Un film de Andrés Wood

2ème avis - L'importance du contact avec l'autre

Parcours croisé de plusieurs habitants de Santiago du Chili : Edmundo, coiffeur-esthéticien qui rêve de s'acheter une voiture, Teresa, psychologue qui apprend que sa fille de 15 ans est enceinte, Mario, jeune clarinettiste dont le seul but est d'intégrer l'orchestre philharmonique, Patricia, jeune mère rongée par la pauvreté...

Flirtant en permanence avec la comédie, "La buena vida" constitue une dramatique photographie d'un pays où les problèmes sociaux sont légions. Cohabitation forcée avec les parents jusqu'à des âges avancés, salaires excessivement bas, endettement, prix inaccessibles de certains services, déficience des systèmes sociaux et médicaux, corruption, tout est ici dénoncé, l'air de rien, au travers de la peinture du quotidien difficile de trois personnages auquel on s'attache peu à peu.

Ces destins vraisemblablement communs s'entrecroisent de manière crédible au cœur de d'une ville dont la caméra ne s'éloigne jamais. Quelques personnages secondaires font irruptions régulièrement dans un récit savamment construit, révélant au passage le besoin de contact qu'éprouve chacun vis à vis des autres. Les collègues de l'armée entrainent le musicien loin de sa vocation, la mère du quarantenaire s'avère aussi responsable que gentiment envahissante, les croques morts aident ce dernier à reconsidérer son père dont la disparition était juste synonyme d'un héritage non touché directement, la banquière symbolise le désir inaccessible, lui aussi faute d'argent, et la fille de la psychologue refuse de parler de sa grossesse.
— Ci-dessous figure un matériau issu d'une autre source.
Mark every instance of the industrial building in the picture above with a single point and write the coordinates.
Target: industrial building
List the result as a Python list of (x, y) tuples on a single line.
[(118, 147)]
On est forcément touché par l'ensemble de ces destins, même s'il est vrai qu'on aurait souhaité connaître un peu mieux chacun de ces personnages, surtout les secondaires. Au fil du récit, chacun est forcé de faire des concessions avec son idéal, de se rapprocher des autres pour mieux survivre aux aléas de la vie, aux rêves qui se brisent. Mais d'autres rêves se font jour, même dans les pires situations. Et c'est là le plus important: continuer à espérer, malgré une situation sociale des plus tendues et sans parfois réelle perspective.